To identify the primary QseB activating source, we performed a suppressor screen using a library of UTI89ΔqseC transposon mutants and a phenotypic assay that assesses curli production based on colony morphology. Deletion of qseC down-regulates expression of curli adhesive fibers (9); thus, when grown on Yeast Extract-Casamino Acids (YESCA) agar, supplemented with Congo Red dye (CR) (10), UTI89ΔqseC forms white and smooth colonies indicative of diminished curli production, in contrast to WT UTI89, which exhibits a red, dry, and rough morphotype (9). Screening the 53,000 mutants comprising the UTI89ΔqseC transposon library (10× genome coverage) on YESCA-CR agar identified 37 suppressor mutants with WT or near-WT morphology. Subsequent transposition mapping of the mutants with WT morphology identified seven unique genes that, when disrupted, led to restoration of curli production (Fig. S1A). Among those, qseB served as a robust internal control, as we have previously shown that UTI89ΔqseBC produces WT levels of curli (9). The other identified targets included the PmrB (also known as BasS) histidine kinase, the SdiA regulatory protein, the cold-shock DEAD box protein A, the hypothetical YfiR protein, as well as FadD and CyoA, involved in respiration (Fig. S1A). UTI89ΔqseC is nonmotile and exhibits reduced type 1 pili expression (8, 9). Given that disruption of the true QseB phosphodonor should suppress all ΔqseC-related defects, we also tested for restoration of motility and type 1 pili expression in each of the seven identified transposon mutants. Western blot analysis probing for the major type 1 pili subunit FimA and motility assays revealed that only disruption of either qseB or pmrB fully restored UTI89ΔqseC FimA expression and motility to WT levels (Fig. S1 B and C).

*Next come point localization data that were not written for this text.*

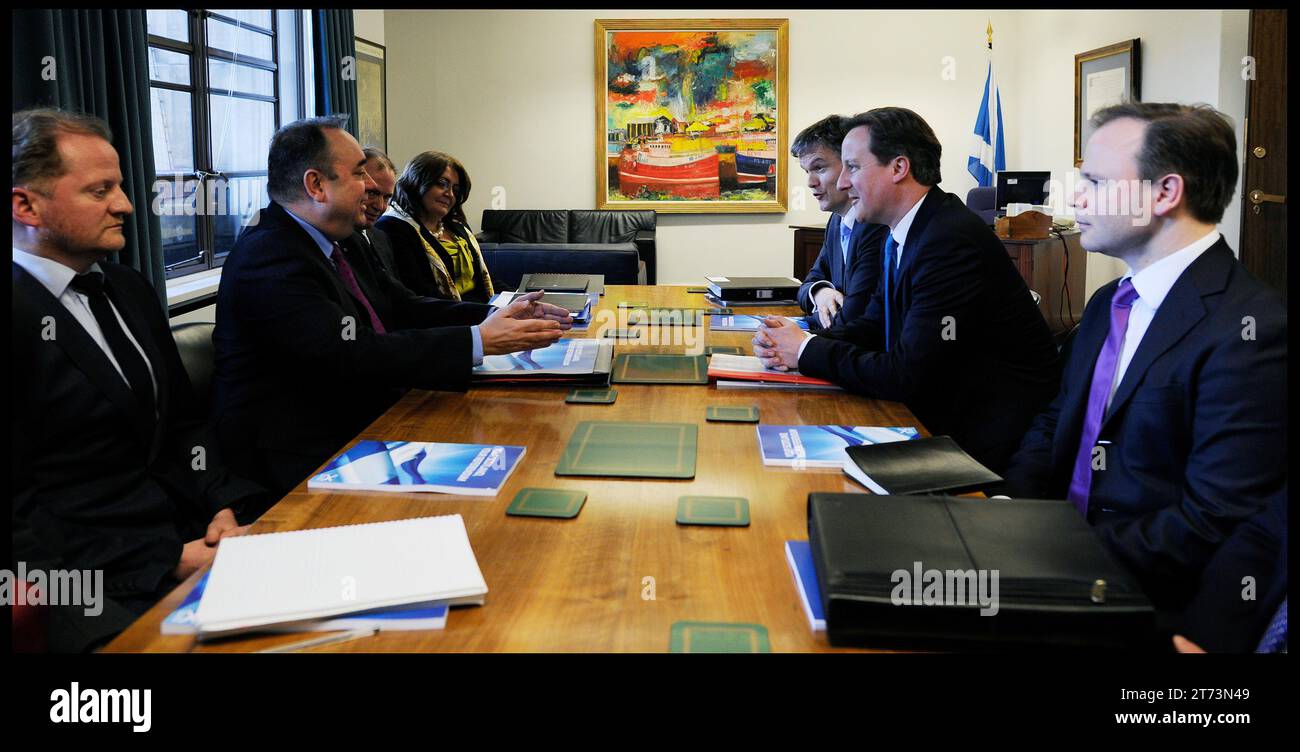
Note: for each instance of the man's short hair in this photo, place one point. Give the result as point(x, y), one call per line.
point(294, 150)
point(828, 132)
point(1194, 141)
point(373, 152)
point(35, 142)
point(900, 132)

Disruption of pmrB in the Absence of QseC Suppresses the ΔqseC Phenotypes.
We generated a clean pmrB deletion in UTI89ΔqseC to verify that the effects we saw with Tn::pmrB were specific to pmrB disruption and not an artifact of transposition. The resulting mutant, UTI89ΔqseCΔpmrB, behaved like the corresponding transposon mutant, being restored for motility, curli, and type 1 pili expression (Fig. 1 A and B). Quantitative (q)PCR analysis showed that qseB transcript levels in UTI89ΔqseCΔpmrB were similar to WT UTI89, indicating that disruption of pmrB abrogates the increased qseB transcription observed in UTI89ΔqseC (Fig. 1C). Complementation of UTI89ΔqseCΔpmrB with pmrB under its native promoter (plasmid pPmrB) restored qseB transcription to the levels observed in UTI89ΔqseC and resulted in ΔqseC phenotypes (Fig. 1).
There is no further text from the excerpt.